3. Where’s my purse?

One woman laughed as she shook her purse at me. “Consider yourself lucky that your kid doesn’t toss your purse out of the cart while you’re not looking. Her little ones thought it was hilarious to put her purse on a shelf when they were shopping. They usually didn’t remember where they’d put it! She said it happened so much that she stopped carrying a purse for years – she switched to coats with big pockets after her purse with all of her ID, keys, gloves and wallet went missing once – never to be found again!

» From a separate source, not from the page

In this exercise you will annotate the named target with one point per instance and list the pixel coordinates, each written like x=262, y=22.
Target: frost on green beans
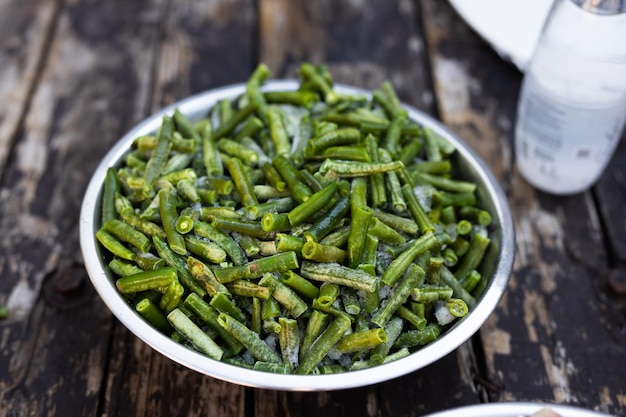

It’s all perspective. My son is an angel in comparison.

4. Mom, are you stealing?

I was in the checkout line when the woman in front of me said, “Don’t worry, your little runner has nothing on my girl.” Turns out they’d seen a man getting arrested for shoplifting. Her daughter thought it would be very fun for the police to come visit her and her mommy. Her child’s take-away from witnessing the shoplifting was to yell, “Mommy, why are you stealing?” every time they’d leave a store. While she never got arrested, she also never got used to having security and store management ask her to come back in the store and let them take a look in her bag.

Can you imagine crossing the border with that in the back seat?

Honourable mention: Please don’t beat me

My mother-in-law likes to tell me the story from my husband’s childhood. When he didn’t get his way and she’d be getting stern with him in public, he’d drop to the ground and start yelling “Sorry mommy, please don’t beat me again! I’m sorry! I promise I won’t do it again – just don’t beat me!”

He was apparently quite convincing and she never got over the looks people would shoot her.

It really does take a village, and I was grateful for all of their commiserations. I’m sure there were a few people who thought my panicked, frantic search was a bit funny – I’m a by hysterical when I’m hysterical – but it had been 15 minutes of searching and I was really having some scary thoughts. Their stories helped me laugh it off and feel that I wasn’t the worst parent in the world. And seriously – number 4 really was the icing on the cake (actually the Diem cake was the icing on the cake – a little stop at the restaurant helped us all).